Gloria Mwaniga Minage’s Boyi is a set-up

Reviews & Notable mentions

Alright, now the way Boyi starts lets you know right away that it’s a setting up in the offing. I mean…‘‘Hold onto the boy until I find your forty thousand land protection tax and then I will have him back.’’ Now who does that?  Well, Baba did. And everything went haywire after that.

Soon after, Mama goes bonkers with heartbleed. She does erratic things owing to a certain someone who’s now out of the equation. She’s now come unhinged and being around her is not the smartest move for Baba or Boyi’s sister. And Baba? He’s a man stuck between a rock and the SALADEF Militia. “Did he think a child was like a mat, which one folded and gave back to the owner after sitting on, or a dress, which one could borrow from a neighbor?” Mama asks him that and he knows it. But what would you have had him do?”

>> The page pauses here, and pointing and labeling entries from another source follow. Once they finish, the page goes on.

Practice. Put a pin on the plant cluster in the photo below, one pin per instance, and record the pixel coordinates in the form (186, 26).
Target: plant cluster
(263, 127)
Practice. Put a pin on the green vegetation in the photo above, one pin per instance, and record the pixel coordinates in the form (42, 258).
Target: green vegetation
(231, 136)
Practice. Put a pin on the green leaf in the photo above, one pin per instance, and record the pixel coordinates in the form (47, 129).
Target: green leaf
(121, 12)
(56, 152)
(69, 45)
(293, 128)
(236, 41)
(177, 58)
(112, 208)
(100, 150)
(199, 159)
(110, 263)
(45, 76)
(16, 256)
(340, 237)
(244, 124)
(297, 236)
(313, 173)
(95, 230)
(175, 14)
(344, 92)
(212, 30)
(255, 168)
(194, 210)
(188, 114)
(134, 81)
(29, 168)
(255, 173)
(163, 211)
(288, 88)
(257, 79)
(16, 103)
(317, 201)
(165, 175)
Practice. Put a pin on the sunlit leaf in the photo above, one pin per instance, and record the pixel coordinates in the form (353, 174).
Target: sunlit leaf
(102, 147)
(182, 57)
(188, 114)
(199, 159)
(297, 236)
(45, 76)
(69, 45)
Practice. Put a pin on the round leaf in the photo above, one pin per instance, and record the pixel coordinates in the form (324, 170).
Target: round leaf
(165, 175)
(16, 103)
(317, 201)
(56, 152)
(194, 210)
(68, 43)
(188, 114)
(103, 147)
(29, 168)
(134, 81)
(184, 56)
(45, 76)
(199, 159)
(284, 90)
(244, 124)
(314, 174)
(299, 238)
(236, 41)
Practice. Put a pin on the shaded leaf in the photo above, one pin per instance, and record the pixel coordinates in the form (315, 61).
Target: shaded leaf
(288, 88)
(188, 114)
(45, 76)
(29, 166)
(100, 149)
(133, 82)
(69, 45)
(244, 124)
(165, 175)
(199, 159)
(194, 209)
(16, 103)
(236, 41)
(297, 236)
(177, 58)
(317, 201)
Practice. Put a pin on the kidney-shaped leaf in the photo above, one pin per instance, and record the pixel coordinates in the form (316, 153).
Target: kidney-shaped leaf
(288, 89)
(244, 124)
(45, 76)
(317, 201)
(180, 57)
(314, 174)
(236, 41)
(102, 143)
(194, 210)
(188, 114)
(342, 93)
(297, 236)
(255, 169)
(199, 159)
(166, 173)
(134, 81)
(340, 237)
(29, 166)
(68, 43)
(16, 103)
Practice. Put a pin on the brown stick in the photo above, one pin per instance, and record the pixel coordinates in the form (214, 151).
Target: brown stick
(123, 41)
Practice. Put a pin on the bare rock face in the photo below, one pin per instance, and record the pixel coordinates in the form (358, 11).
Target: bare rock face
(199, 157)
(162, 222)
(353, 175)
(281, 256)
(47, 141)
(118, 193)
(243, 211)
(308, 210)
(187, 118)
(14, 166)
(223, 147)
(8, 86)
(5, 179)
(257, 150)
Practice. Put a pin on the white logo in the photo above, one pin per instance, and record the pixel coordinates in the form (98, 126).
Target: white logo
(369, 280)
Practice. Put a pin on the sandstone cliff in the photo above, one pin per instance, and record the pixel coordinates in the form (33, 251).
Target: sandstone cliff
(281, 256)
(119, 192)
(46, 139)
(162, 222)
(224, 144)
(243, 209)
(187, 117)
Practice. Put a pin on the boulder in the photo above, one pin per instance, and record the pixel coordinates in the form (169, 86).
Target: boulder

He talks of whole families of heads relieved of their bodies, and ears and a certain dictator who ate them, and frankly, we all see where he’s coming from. He did something he ought not to have done, according to the SALADEF Militia and when they come knocking on his door and say to him, ‘‘Mzee Give us the 10,000 land protection tax and 30,000 betrayal tax or today we will show you smoke without fire.’’ what else could he have done? Obviously he’s not so eager to see smoke without fire. Neither are we.

The plot thickens.

But yet, this is as far as I can go without giving away the story. No spoilers allowed. Gloria Mwaniga weaves a horrendous tale of loss that depressed me for the time it took me to read it. These stories are made more real by the fact that stuff like this has actually happened and is happening all around us, from South Sudan to Kenya, Uganda, Ethiopia, Somalia, name it. She has captured the emotions real-life feel when beset by indescribable heartache and what it does to their sanity.

The plot is air-tight, the story is pacey from start to finish. It leaves no room for wandering thoughts, because hey, you might lose focus for just a second and something you wouldn’t expect happens to the characters. I did not fully understand some of the proverbs but oh well, we can’t get them all, can we?

My favorite part? “My friend Chemutai, before her family moved  away to Chwele, said that my breasts grew too fast because I spent too much time lying on the ground outside the musasa tree reading books instead of working chapchap like a normal girl.” Now that was hilarious!